Auch ist der Einbau der „Intelligenten Messsysteme“ nur für Haushalte mit einem Verbrauch von über 6000 Kilowattstunden pro Jahr und für Betreiber von Strom erzeugenden Anlagen – wie Photovoltaik mit einer Nennleistung von mehr als sieben Kilowatt – vorgesehen. Nun werden „Moderne Messsysteme“ als Ersatz für die mechanischen, schwarzen Stromzähler – im Auftrag der jeweiligen Messstellenbetreiber – in Privathaushalte eingebaut.

Im Tegernseer Tal (Landkreis Miesbach) beispielsweise, ist der verantwortliche Messstellenbetreiber das Elektrizitätswerk Tegernsee, welches auch gleichzeitig als Energielieferant für das Tegernseer Tal – von Moosrain bis nach Kreuth, fungiert. Da es nun auf das allgemeine Zählerauswechseln zugeht und sich zum Thema „Zählerwechsel“ eigentlich niemand so recht auskennt – noch die Unterschiede der „Digitalen Zähler“ kennt, hat der stellvertretende Werkleiter und Technischer Leiter des E-Werks Tegernsee, Dipl.-Ing. Frank Thinnes, die „kleinen Unterschiede“ erklärt.

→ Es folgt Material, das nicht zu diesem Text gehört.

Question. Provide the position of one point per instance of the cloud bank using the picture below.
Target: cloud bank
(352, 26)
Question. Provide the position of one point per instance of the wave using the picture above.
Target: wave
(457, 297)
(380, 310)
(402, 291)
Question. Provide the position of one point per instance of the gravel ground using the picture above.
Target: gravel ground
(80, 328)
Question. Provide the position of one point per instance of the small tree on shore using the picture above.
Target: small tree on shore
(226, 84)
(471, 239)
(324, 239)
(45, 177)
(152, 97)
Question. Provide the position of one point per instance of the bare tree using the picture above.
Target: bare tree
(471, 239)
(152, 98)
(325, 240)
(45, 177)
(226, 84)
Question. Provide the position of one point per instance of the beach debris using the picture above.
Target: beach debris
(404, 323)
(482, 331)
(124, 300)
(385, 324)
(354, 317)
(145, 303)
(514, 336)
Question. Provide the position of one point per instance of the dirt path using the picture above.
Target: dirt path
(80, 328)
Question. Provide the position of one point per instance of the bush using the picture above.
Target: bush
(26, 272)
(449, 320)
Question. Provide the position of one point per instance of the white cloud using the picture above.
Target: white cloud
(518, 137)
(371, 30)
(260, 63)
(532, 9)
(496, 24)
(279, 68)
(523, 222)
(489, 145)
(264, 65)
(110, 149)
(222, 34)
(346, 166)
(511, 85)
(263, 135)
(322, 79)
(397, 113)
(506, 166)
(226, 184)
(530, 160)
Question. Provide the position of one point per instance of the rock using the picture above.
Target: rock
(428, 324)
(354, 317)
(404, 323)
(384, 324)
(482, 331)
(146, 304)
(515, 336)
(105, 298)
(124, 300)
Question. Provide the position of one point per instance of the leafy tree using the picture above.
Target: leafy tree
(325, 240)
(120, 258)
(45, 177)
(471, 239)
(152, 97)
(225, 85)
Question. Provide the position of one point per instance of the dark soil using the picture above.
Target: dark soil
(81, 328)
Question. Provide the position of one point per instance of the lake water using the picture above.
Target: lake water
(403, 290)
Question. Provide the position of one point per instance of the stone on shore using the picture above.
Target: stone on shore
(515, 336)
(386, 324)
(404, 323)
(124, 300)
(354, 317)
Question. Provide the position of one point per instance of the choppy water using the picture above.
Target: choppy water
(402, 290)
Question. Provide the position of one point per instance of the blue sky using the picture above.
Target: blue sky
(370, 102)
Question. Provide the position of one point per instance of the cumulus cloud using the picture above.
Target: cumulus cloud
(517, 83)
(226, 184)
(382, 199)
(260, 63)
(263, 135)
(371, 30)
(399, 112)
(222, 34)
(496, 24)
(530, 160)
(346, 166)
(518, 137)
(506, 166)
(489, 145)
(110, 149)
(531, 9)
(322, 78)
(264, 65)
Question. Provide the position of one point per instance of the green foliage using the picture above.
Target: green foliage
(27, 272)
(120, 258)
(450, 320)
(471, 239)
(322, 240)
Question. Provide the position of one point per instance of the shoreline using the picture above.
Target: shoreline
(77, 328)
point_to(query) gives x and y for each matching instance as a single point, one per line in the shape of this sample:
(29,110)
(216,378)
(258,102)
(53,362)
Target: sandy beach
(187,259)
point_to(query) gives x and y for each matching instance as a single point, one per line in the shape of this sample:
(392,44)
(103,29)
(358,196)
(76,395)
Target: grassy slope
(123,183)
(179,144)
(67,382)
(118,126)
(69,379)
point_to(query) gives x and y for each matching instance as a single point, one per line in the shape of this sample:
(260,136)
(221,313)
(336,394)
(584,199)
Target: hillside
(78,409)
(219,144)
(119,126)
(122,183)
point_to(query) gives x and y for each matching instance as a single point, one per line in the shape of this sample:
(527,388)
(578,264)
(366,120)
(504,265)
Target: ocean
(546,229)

Um Mißverständnisse zu vermeiden: Das Austauschen der alten Zähler soll die Transparenz des Energieverbrauchs für den Messstellenbetreiber, den Verbraucher und den Energielieferanten erhöhen. Die Kosten für das Wechseln der Stromzähler wird vorerst vom Messstellenbetreiber, beispielsweise dem E-Werk Tegernsee, übernommen und je nach Eichfristen oder bei Gemeinden mit vielen Wechselkandidaten, per Losverfahren bestimmt. So wird bei Haushalten unter 6000 Kilowattstunden im Jahr eine sogenannte „Moderne Meßeinrichtung“ installiert. Dies ist ein elektronischer Zähler mit einem Zahlendisplay und einer Eichfrist von acht Jahren.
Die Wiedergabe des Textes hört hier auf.